Paleontologists (especially micropaleontologists specializing in foraminifera) are often asked how we can interpret water depth from benthic foram species and assemblages. In short, “Benthic foraminifera are environmentally controlled ‘facies fossils’ and their tops frequently coincide with abrupt environmental (and sometimes lithological) changes associated with facies changes.” (Lowman, 1949 pp. 1975-1983). This allows paleontologists to link certain benthic foram species to certain facies that are, in turn, linked to a depositional regime with inferred water depths based on those facies.
Furthermore, this principle allowed the construction of paleo bathymetric zonations and paleobathymetric maps, based on benthic foraminifera species that would indicate water depth at the time of deposition by indicating a facies/depositional change. One of the earliest examples is Crouch (1955); however, many others were developed including Phleger (1960), Alberts (1972), Poag (1981), and Murray (2006). Each of these had a local or semi-regional focus; however, Murray (2006) represents a global synthesis (Martin 2013). These “zones” indicating water depth become associated with facies changes (i.e. sand types, shale) and would come to be used as key paleobathymetric indicators. Overtime these zones, Paleo-Data, Inc.’s Zone 4, for example, indicates an Upper Slope (Upper bathyal) environment that indicates water depths from 600’-1500’. This zone can be associated with thick, high quality sands, and can be targeted as a ‘sweet spot’ for excellent reservoirs.

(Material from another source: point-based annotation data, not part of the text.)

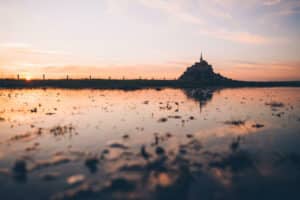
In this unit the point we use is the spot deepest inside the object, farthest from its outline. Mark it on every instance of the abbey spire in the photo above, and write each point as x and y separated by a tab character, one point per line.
201	57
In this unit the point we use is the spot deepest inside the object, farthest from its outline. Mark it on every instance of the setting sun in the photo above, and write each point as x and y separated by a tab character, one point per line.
28	77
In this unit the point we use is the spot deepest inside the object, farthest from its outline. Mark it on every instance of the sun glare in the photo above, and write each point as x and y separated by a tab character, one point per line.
27	77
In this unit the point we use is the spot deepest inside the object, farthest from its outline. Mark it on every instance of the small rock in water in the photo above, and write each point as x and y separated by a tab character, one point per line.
121	184
33	110
236	122
191	117
19	170
163	119
126	136
75	179
144	153
159	151
91	163
258	125
118	145
50	176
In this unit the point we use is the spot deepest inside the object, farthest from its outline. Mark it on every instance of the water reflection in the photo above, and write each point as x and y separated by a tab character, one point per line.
202	95
102	144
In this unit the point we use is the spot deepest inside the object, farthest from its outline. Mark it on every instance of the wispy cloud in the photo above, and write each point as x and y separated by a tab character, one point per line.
238	36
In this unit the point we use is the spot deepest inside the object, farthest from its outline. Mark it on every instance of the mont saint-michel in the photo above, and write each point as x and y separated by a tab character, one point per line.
200	74
201	71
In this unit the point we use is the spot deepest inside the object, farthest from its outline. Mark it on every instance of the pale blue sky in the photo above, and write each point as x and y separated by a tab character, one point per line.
242	39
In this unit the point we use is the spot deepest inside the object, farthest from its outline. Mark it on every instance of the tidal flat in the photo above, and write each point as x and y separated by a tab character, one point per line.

Benthic foraminifera that indicate changing bathymetries are used to produce paleobathymetric maps (see GoM Deposystems on this page for more info) that give users a visual look of how shelf and slope positions have changed throughout time. These maps are great tools for those trying to decide the best geographical placement for a wellbore when targeting a specific depositional regime from a specific geological time period.